I tried to draw a diagram, but I don't understand where the 5m is, the height of the lamppost? Is the question asking for the derivative of the speed?

• Calculus - ,

draw a lamppost, vertical line, and label it 5 m high (we assusme the light is at the top of the lamppost)
draw a horizontal line, the sidewalk? , and draw the man , vertical line, somewhere on the sidwalk.
Join the top of the lamppost to the man's head and continue until you hit the sidewalk.
label the distance between the post and the man as y, label the length of his shadow x
we are given dy/dt as 1.5 m/s, we are to find dx/dt when y = 10 m

I see to right-angled triangles, with a smaller inside a larger.
By similar triangles:
5/(x+y) = 2/x
cross-multiply, ...
5x = 2x + 2y
3x = 2y

differentiate with respect to t
3dx/dt = 2dy/dt
dx/dt = 2(1.5)/3 = 1 m/s

Notice we did not need the 10 m, there was no place to sub it in.

We have shown that the man's shadow is growing at a constant rate of 1 m/s, no matter where he is.
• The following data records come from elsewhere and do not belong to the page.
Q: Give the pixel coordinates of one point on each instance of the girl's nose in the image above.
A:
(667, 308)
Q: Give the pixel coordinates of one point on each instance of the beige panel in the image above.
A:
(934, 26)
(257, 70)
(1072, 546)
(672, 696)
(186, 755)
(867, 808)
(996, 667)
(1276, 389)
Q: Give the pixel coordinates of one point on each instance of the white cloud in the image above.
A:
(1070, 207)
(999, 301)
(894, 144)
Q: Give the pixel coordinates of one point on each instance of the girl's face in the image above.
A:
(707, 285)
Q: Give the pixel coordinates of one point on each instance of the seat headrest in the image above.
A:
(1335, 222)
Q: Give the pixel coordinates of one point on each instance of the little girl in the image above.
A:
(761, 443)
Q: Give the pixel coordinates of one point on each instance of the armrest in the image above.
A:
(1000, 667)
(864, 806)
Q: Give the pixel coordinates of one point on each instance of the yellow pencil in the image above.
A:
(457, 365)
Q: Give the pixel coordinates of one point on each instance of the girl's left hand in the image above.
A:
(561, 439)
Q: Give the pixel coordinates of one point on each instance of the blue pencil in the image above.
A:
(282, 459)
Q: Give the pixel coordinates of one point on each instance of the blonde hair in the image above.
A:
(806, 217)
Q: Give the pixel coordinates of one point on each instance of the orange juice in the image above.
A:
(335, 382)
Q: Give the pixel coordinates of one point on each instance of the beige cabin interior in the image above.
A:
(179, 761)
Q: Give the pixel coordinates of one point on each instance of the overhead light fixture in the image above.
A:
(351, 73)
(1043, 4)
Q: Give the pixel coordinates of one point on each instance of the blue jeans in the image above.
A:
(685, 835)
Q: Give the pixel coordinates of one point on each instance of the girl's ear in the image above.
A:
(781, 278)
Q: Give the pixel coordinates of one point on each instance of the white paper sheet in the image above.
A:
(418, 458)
Be careful with this question.
Had it asked "how fast is the man's shadow moving", we would have to add the man's speed to the 1 m/s for a speed of 2.5 m/s.

• Calculus - ,

My goodness!
I just noticed that I typed "to" instead of "two" in "I see to right-angled triangles ..."

• Calculus - ,

Thank you so much for clearing it up showing the steps crystal clear. How do you know that 1.5m/s is dy/dt?

• Calculus - ,

2.5 km/h

• Calculus - ,

thanks a lot Reiny.

• Calculus - ,

The y distance is based on how fast the man is walking. In respect to time, dy/dt is 1.5m/s.